I have been asked several times how to version Starburst Data Products and how to deploy them across stages (from DEV to TEST to PROD for example). This repository demonstrates how this process can look like and how you can use Starburst Enterprise Data Products in a CI/CD fashion.
First of all, the question of what a data product actually is. I don't mean the conceptual level, but the technical level in Starburst. A Data Product is a collection of datasets that are the result of their SELECT statements. Or, in other words, a Data Product is a collection of SELECT statements. In addition, a Data Product also includes metadata. Some of these are mandatory and others are optional.
Mandatory Metadata:
- Name - the name of the data product
- Catalog - the catalog where the data product will be accessible
- Domain - the domain the data product belongs to
- Summary - a short summary of the data product
- Owner - the responsible person for this data product
Optional Metadata:
- Description - more detailed description of the data product (in Markdown)
- tags - a list of tags that belong to the data product
- links - Hyperlinks to other assets related to the data product
A data set is a SELECT statement associated with a name and optionally a summary. Further you can add descriptions to the individual columns.
My idea to align the Data Products with CI/CD, taking into account both versioning and staging, is to track these elements in text files in Git and roll them out via pipelines. In this example, I will use GitHub for versioning and GitHub Actions for rolling out.

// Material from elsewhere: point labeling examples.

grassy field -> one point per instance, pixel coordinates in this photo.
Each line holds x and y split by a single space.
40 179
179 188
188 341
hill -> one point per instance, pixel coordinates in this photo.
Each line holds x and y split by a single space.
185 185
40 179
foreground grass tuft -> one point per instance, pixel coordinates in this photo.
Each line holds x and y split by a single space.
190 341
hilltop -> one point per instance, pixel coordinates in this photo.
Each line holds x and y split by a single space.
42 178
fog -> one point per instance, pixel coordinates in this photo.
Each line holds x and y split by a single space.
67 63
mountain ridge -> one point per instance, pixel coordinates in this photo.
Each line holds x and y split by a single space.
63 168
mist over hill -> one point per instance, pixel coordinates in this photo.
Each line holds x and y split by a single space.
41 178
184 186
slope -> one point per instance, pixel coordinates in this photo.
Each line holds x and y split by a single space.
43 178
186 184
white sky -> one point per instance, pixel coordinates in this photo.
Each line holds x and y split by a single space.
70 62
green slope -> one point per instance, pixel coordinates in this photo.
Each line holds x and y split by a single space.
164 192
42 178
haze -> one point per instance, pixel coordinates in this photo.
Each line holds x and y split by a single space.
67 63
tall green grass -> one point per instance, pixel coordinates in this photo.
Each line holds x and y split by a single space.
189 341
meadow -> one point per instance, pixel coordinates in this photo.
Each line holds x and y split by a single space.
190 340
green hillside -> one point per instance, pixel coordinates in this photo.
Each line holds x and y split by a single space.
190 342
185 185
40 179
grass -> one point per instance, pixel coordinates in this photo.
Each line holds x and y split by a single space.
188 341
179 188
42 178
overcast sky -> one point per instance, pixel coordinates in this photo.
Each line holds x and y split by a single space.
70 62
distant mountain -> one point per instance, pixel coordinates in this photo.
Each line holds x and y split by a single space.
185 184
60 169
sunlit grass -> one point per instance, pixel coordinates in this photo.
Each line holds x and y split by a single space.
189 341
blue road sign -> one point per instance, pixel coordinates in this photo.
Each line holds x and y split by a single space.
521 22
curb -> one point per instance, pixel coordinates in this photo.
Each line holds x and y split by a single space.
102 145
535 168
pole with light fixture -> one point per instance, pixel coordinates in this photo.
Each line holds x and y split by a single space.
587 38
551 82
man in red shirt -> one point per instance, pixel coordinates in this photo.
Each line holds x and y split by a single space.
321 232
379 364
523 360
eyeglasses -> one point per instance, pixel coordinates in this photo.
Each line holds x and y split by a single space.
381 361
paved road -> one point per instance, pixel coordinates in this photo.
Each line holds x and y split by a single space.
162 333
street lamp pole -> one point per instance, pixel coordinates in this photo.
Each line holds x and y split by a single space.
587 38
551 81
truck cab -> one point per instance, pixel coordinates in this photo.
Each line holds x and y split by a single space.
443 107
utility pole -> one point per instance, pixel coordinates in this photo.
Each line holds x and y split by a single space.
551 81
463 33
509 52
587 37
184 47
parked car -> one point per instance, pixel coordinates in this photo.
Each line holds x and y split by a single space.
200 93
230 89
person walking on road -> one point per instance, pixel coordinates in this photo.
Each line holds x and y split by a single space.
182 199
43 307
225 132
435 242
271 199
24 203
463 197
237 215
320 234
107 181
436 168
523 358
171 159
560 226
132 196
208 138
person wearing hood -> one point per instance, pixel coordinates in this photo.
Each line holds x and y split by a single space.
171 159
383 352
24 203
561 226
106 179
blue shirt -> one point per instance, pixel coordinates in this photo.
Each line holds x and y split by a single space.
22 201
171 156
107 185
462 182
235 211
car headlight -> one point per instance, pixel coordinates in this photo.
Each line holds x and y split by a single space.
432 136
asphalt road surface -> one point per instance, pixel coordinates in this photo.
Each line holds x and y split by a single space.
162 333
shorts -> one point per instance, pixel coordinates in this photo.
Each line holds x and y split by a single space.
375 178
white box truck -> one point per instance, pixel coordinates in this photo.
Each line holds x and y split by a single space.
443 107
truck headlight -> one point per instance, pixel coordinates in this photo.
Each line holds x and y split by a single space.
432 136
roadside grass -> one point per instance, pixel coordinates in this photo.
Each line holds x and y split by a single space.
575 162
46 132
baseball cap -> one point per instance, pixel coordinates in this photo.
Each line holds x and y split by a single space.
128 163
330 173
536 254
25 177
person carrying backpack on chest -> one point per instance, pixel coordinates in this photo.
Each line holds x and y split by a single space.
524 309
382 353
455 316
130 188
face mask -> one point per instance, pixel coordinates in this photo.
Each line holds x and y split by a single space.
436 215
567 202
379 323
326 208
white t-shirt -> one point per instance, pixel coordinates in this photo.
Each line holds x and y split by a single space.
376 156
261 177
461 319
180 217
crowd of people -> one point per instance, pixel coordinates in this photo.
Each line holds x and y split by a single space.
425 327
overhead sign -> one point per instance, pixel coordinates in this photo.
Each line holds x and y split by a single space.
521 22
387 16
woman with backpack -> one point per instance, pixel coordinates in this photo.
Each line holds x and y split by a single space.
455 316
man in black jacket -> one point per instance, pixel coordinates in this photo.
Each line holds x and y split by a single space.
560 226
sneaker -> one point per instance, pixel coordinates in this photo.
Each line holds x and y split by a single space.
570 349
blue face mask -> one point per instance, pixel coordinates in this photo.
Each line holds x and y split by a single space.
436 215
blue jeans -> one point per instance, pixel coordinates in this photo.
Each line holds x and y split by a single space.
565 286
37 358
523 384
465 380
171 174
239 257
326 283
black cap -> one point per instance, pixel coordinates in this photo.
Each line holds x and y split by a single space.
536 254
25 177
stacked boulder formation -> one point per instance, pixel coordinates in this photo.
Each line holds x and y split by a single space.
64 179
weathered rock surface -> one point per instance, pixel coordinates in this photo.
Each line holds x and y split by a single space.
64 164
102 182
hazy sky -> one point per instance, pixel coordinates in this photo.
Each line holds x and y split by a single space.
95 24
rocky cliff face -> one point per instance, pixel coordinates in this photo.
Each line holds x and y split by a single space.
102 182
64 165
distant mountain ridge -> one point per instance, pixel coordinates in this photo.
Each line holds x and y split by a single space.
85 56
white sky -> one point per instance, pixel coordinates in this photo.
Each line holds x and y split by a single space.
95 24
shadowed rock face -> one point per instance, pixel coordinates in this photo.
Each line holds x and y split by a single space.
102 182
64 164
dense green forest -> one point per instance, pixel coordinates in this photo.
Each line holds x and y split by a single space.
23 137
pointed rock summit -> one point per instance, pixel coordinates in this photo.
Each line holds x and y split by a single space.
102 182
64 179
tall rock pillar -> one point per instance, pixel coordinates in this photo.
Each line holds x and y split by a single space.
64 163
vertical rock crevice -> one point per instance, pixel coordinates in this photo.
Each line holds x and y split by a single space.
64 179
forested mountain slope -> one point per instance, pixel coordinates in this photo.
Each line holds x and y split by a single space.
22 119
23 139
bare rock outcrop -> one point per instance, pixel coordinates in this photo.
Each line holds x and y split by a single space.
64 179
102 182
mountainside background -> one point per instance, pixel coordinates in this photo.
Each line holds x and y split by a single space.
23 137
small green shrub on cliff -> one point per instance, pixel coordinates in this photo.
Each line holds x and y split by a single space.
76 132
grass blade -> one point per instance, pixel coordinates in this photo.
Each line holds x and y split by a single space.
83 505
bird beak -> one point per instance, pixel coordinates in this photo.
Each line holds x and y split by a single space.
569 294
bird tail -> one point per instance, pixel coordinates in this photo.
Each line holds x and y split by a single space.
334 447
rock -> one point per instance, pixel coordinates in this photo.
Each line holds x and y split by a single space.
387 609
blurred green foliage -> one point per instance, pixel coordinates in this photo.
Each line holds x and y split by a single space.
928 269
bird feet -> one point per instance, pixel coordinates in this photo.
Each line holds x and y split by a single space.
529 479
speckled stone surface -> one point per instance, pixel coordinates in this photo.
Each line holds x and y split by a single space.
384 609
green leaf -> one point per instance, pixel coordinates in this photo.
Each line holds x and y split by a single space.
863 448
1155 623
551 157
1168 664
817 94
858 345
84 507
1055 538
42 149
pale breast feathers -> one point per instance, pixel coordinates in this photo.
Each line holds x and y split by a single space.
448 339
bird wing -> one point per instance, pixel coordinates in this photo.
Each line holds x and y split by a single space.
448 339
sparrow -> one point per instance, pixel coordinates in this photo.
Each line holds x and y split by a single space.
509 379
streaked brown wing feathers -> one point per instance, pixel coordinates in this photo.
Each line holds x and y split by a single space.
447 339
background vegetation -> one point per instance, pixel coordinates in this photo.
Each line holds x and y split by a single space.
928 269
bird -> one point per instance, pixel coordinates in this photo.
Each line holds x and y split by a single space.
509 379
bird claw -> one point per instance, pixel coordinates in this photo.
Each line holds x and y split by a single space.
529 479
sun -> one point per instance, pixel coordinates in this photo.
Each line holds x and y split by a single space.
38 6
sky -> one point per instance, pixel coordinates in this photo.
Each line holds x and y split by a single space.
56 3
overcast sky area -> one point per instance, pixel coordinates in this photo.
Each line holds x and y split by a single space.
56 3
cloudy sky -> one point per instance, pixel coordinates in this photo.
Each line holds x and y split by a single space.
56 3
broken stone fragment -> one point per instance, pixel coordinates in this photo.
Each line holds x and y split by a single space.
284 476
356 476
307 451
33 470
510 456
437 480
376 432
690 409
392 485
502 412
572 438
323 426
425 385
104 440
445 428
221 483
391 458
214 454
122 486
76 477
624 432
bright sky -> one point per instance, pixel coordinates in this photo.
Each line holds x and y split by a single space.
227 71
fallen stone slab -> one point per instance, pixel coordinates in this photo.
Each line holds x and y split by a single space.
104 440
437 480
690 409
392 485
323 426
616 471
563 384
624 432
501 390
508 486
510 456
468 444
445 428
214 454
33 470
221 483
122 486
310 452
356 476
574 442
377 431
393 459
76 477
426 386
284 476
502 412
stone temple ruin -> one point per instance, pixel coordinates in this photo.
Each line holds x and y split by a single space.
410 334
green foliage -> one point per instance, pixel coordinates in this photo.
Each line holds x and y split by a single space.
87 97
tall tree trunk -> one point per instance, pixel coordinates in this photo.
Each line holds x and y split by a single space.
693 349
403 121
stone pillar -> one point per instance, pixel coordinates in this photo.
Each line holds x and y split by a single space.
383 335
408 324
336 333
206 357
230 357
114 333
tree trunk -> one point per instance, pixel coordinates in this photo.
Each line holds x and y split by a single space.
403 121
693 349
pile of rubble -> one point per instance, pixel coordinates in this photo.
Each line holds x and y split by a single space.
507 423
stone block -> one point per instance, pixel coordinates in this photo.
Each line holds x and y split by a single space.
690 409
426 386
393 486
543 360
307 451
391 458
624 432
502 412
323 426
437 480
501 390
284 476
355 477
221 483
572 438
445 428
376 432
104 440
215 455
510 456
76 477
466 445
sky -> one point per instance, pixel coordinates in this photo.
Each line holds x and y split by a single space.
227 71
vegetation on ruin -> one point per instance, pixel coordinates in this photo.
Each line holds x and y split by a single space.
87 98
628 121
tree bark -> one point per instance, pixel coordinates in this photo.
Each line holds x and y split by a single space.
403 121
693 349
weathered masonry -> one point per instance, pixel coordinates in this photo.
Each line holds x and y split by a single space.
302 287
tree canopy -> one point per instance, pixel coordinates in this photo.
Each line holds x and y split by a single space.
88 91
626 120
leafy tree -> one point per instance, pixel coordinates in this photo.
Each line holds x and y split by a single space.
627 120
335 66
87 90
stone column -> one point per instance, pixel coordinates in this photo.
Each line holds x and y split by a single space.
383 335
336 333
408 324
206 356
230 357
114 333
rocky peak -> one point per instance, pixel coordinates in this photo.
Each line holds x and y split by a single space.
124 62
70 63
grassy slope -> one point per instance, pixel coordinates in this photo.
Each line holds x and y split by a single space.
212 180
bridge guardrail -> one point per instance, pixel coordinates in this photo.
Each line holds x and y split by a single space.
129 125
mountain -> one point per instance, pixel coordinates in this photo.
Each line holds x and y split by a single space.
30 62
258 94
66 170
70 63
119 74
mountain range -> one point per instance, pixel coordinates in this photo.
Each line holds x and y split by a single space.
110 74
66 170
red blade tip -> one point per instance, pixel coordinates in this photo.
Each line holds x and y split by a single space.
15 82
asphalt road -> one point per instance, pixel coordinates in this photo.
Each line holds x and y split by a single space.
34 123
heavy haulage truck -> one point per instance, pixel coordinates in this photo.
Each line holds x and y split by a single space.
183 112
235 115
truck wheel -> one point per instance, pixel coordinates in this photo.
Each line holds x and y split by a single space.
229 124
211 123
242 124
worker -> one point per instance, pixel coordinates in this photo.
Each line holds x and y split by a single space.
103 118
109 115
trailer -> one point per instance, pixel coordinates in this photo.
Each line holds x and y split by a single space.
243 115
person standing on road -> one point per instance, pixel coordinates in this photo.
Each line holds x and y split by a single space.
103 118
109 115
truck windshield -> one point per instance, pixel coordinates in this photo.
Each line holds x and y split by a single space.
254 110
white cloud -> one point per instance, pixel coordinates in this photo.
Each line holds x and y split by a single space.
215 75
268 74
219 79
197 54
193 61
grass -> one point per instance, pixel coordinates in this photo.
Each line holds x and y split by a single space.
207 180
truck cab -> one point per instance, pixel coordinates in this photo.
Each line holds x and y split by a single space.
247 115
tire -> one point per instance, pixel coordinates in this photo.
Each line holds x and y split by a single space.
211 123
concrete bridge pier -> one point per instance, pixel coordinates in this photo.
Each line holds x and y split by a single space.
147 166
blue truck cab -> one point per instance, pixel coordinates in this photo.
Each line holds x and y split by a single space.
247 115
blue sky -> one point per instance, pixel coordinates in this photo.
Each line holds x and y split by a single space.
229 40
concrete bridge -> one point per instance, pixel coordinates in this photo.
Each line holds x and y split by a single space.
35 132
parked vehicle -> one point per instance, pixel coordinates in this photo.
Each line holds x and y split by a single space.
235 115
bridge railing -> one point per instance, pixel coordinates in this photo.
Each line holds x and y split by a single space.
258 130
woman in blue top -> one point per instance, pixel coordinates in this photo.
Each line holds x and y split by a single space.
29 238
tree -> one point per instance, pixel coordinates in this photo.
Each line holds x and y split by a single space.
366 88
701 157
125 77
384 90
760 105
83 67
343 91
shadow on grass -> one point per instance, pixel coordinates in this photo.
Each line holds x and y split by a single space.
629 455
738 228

Within the Git project there is a folder for each Data Product, which ideally has the name of the Data Product and a domains.yaml file to describe the domains. The top-level structure looks like this, however you can add further files like a readme for example:
├── my-data-product
├── another-data-product
├── domains.yaml (mandatory)
The structure of the Data Product itself looks like this:
├── datasets
│ ├── dataset_name.sql (mandatory)
│ ├── another_dataset.sql
│ └── another_dataset.yaml (optional)
├── samples (optional)
│ ├── A Sample.sql
│ └── Another cool Sample.sql
├── metadata.yaml (mandatory)
└── readme.md (mandatory)
With this split, the metadata is cleanly separated from the data and the most important elements can be tracked. The readme.md maps the description. It is not part of the metadata.yaml because it can be more extensive and may change more frequently than the other metadata. While in Starburst Enterprise the description is optional, this is an opinionated design that enforces the description
In the GitHub Action, the JSON payload for the Data Products REST API is to be built from these files and then sent to the API.
If Data Products are only to be rolled out via the CI/CD process, then the permissions on Starburst side should be set so that only a technical user can create Data Products and this can then be used by the GitHub Actions.